Reformatting CSV (Comma Separated Value) files using Perl

ajcode · 5 December 2014

I've been working on a perl script that reformats csv (comma seperated value) files to a format specified by the user. Ever downloaded or used a program to generate csv files that are not quite the format you wanted. Well now you can correct these files using my perl script. Obviously you need perl installed on your computer and hopefully it works with 64 bit installations

So basically what my perl script does is process all csv files (could be only 1) in the current directory where the perl script resides and outputs the resultant csv files in a sub-directory called tmp (if the directory does not exist, it will be created). What the user needs to do is edit the script to either add, delete, modify, and/or rearrange the columns they want written. The limitation is that the original input csv files must be of the same format.

So when the script is run, the following questions will be asked:

1) Output to only 1 file (y/n) ?

If "y" then all results will be stored in a single file called csvref.csv in sub-directory tmp.
Otherwise the resultant files will have the same name as their original counterparts but stored in sub-directory tmp.

2) Write New Header (y/n) ?

If "y" then a header will be written at the start of the resultant file/(s).
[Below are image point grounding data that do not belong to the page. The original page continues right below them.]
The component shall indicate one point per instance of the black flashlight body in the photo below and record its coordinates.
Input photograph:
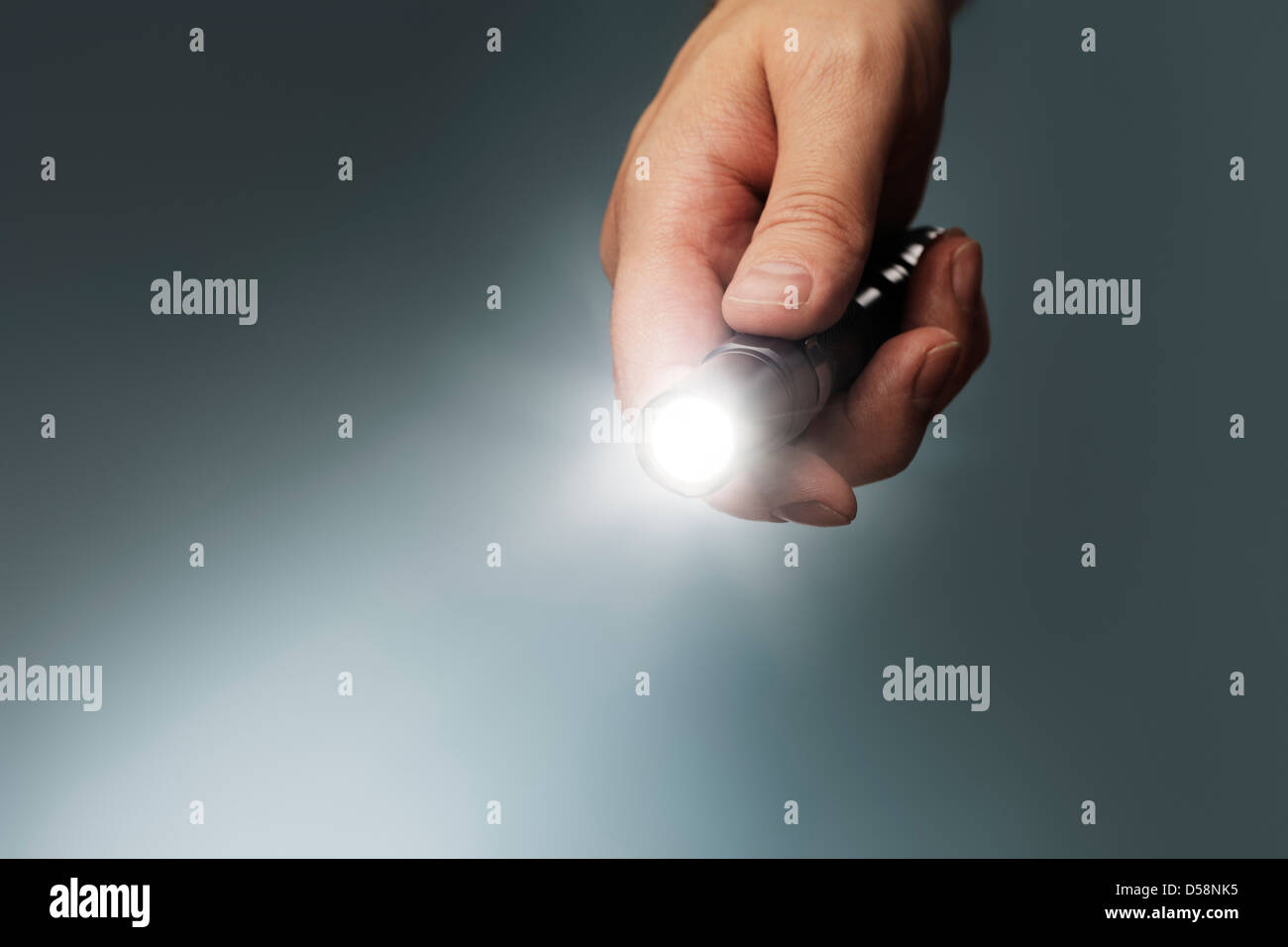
(776, 386)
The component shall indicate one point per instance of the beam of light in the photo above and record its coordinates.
(691, 438)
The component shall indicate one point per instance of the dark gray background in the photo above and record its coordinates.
(472, 427)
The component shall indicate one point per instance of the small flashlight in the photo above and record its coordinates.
(755, 393)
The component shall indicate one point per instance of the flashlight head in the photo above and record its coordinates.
(747, 395)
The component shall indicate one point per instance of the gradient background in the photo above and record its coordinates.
(472, 427)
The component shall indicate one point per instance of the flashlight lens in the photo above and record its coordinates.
(691, 440)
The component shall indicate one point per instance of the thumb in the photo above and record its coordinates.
(812, 237)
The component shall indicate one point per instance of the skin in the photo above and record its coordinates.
(797, 162)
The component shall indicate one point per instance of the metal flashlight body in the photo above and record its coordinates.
(755, 393)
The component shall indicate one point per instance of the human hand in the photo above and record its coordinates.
(769, 169)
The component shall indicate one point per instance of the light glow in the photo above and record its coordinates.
(691, 438)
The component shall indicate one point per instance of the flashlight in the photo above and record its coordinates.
(755, 393)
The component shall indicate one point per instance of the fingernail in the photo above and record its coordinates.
(967, 270)
(935, 368)
(773, 283)
(811, 513)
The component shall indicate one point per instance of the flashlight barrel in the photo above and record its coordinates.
(874, 316)
(771, 389)
(809, 371)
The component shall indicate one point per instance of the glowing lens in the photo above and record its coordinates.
(691, 440)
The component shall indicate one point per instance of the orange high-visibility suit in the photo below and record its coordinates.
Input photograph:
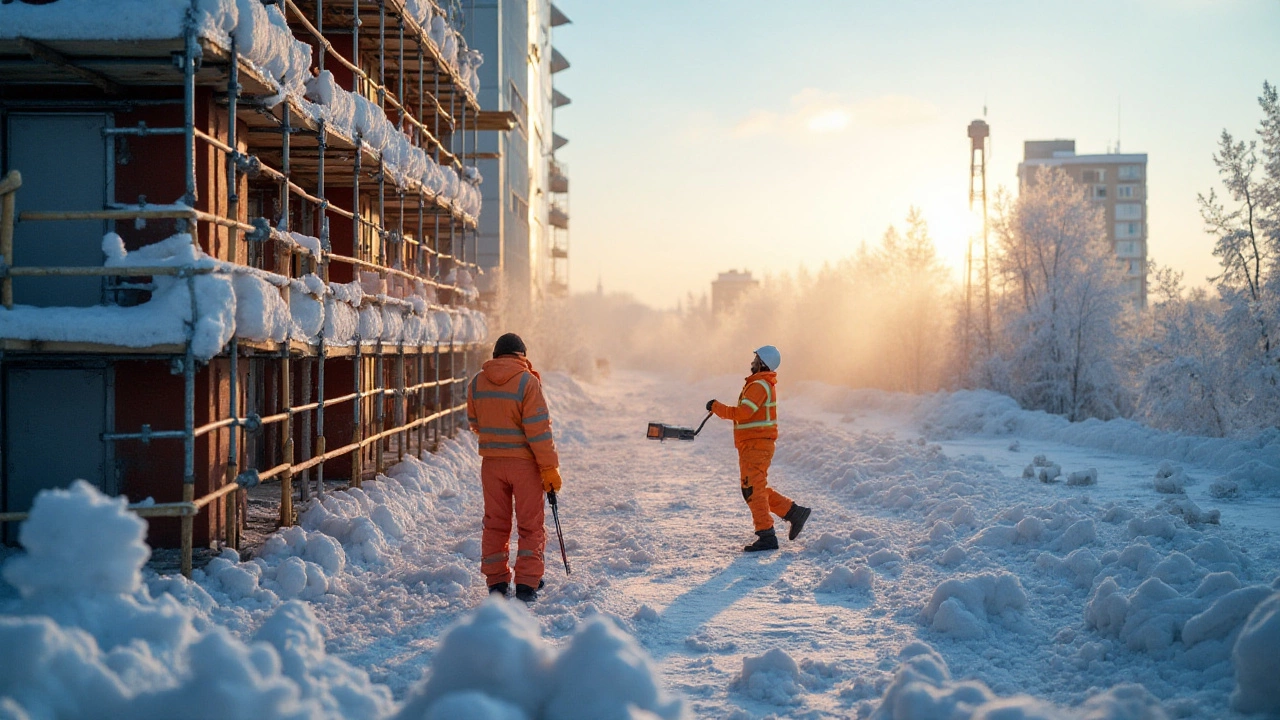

The user will need to edit subroutine writenewheader() to correct the resultant column headers. Otherwise no header is written to the resultant file/(s).

3) Ignore First N Lines (0 = include all) :->

When processing the input csv file/(s), if the first row contains just headers then you want to skip this row so enter "1", if the second row is garbage aswell then enter "2" and so on. If no headers or garbage then set to 0. So basically N entered rows will be skipped. All input csv files must have the same number of rows to skip over or resultant data will contain misssing or garbage rows which is pretty self explanatory!

I have attached perl script csvref.pl and test input files ANZ.csv, BHP.csv & CBA.csv and will explain the code that user needs to modify in later posts. These files all need to be in the same directory for things to work.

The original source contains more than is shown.